Amidst growing competition and rapid innovation that have changed the dynamics of sweets and bakery business, S Abdul Khaliq, Pakistan’s oldest mithai [sweet] brand, is struggling to expand – the unique taste and traditional halwa, however, helped Khaliq survive the competition.
Based out of Karachi, S Abdul Khaliq Shahi Halwa Sohan Merchant is the oldest mithai brand in the country with roots tracing back to early 1500s and the Royal Court of the Moghul Emperors. The Moghul Emperor Humayun, Queen Victoria and Mirza Ghalib have all tasted Khaliq’s halwas [sweets], claims their website.

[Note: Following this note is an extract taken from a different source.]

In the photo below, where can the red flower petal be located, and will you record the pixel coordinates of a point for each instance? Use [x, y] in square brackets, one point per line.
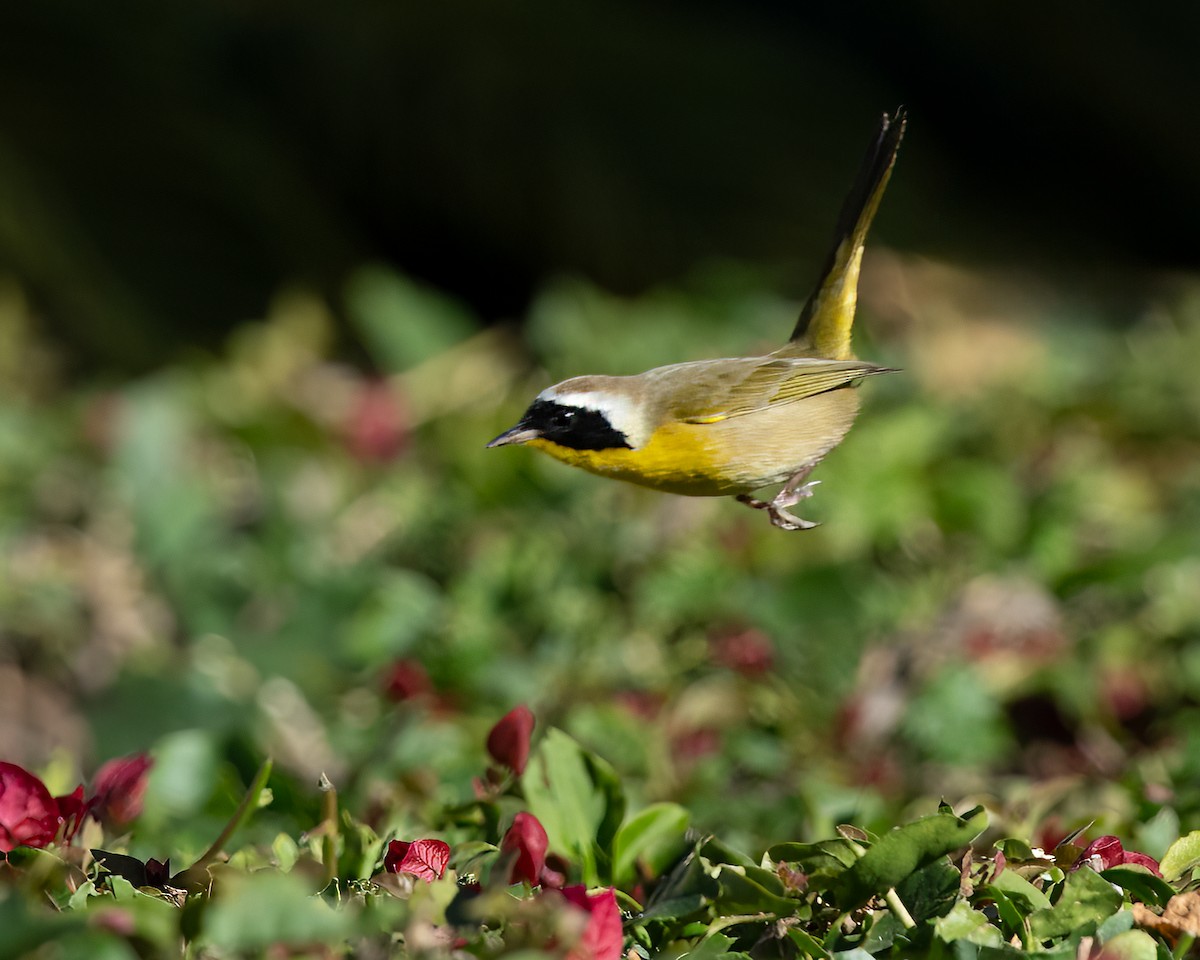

Their main specialty is the traditional ‘Habshi Halwa’, which is why they are known as Shahi Halwa Merchant, the man in charge of the business, M Hanif told The Express Tribune. Hanif is supervising the business because the owners have moved abroad.

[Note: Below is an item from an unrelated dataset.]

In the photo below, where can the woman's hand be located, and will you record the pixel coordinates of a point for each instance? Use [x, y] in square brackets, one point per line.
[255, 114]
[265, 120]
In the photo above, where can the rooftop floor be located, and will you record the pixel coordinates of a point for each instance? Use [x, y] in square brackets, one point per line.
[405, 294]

What has always set Khaliq apart from other sweet makers is the unique taste of its products and the rich history attached to its house special item: Habshi Halwa.
The owners claim that their ancestors had remained the official halwa makers of the royal court for almost 300 years. The Moghul emperors liked the taste of their halwas to the extent that they kept it exclusive to the royal family and even restricted the general public from tasting it.

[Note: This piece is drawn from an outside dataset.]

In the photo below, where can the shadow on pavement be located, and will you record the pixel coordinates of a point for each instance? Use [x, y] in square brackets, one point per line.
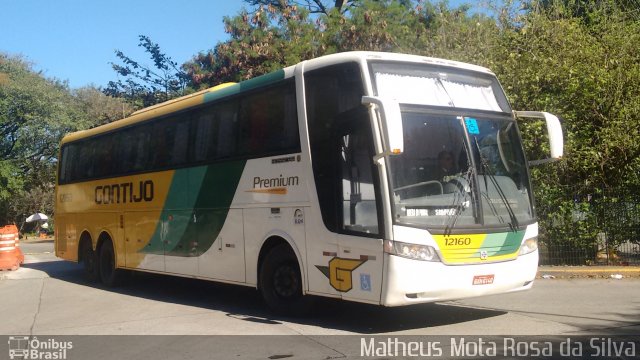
[246, 304]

It was, however, in 1835 that Abdul Ghafoor was permitted to sell his royal recipes to the general public and he opened a shop in Chandni Chowk in Delhi, India. The recipes were handed down the generations from Abdul Ghafoor to Abdul Hameed and Abdul Hameed to Abdul Wahid – the present day Sheikh Abdul Khaliq (late). The current owners are said to be the third generation running the business.
Despite such a rich history and unique taste, the traditional sweets maker has not been able to expand beyond three outlets – and that, too, in Karachi.
“One has to be innovative and competitive to remain on top of the game,” said Nauman Mirza, who runs an online food portal Foods Connection Pakistan that promotes food outlets, restaurants, sweet marts and bakeries in all big cities of the country.
“By now, they should have had about 30 outlets in Karachi, Lahore and Islamabad,” Mirza said, adding, “They did not expand or grow when it was required of them.” Even their last branch was opened in Saddar at a time when Saddar-based businesses were relocating to places where the consumers are – Nazimabad and Gulshan-e-Iqbal, for example.
Although Khaliq has not yet benefited from the consumer boom that has already helped other sweets makers and bakeries grow manifold, the traditional halwa maker has not completely given up. The business is running a franchising scheme, which according to Hanif, is part of their expansion plan.
Given cakes are rapidly taking over the tradition culture of sweets, Khaliq tried its luck by entering the cake business. They seem to be trying various other things that include a modern website offering all kinds of online retail facilities. Their in-house printing press helps them design beautiful “made to order” hand-made and printed boxes.
Despite all the creativity and variety associated with their cakes, the product has not clicked yet, Hanif admitted, Khaliq has received rave reviews from customers on Foods Connection Pakistan but mostly for its mithai (sweets).
“Their cake business did not click because they have established themselves as sweet makers. Therefore, when they introduced cakes, they should have marketed it properly,” Mirza said. “They are still surviving because their sweets have a unique taste,” he said.
Mirza also said for S. Abdul Khaliq there is a possibility of age disconnect that is the brand is more popular in older generation compared to younger generation.
Published in The Express Tribune, April 12th, 2013.